You can find Elizabeth selling vegetables in the Namatala market. She’ll be wearing a headscarf and often a wide tooth smile. For the last eight years, she has sold eggplant, tomatoes, cabbage, greens and onions at a small wooden stand in the market.
She moved to Namatala with her husband in 2000 from the Butalejea district, which is about 70 miles away. She moved with the hopes of making money by selling boiled yams. When she wasn’t able to sell her yams, her husband of 18 years left her and her five children.
Now she works determinedly at her vegetable stand to support her children. However, it is hard to make a profit selling vegetables, because of the steep competition and the produce only stays fresh for a few days. Most days, Elizabeth finds herself losing money at the stand.
Elizabeth’s husband came back a few years ago but left her again when she got pregnant, she hasn’t seen him since.
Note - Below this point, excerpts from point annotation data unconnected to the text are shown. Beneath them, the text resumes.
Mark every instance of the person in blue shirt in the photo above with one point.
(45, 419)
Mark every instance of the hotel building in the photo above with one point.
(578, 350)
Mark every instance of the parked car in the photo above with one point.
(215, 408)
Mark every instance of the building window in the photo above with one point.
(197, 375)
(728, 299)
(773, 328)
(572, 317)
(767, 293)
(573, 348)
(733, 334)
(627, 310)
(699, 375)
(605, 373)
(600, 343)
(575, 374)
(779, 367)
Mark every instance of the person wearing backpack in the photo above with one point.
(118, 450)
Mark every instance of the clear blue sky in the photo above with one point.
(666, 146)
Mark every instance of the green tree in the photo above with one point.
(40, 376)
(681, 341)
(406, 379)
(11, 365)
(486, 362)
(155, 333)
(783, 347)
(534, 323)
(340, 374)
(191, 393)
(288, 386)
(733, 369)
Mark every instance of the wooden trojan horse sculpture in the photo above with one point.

She takes care of her six children alone.
She has four sisters and two brothers. Her siblings are mostly farmers and cannot afford to help her out monetarily, but they are all close friends. She is also a very close friends with Annette. The two live next door to each other and often share food and help each other out. You can often find them sorting beans or talking under the mango tree in their front yard.
Elizabeth hopes for her children are that they will “eat well, dress well, and get a good education.”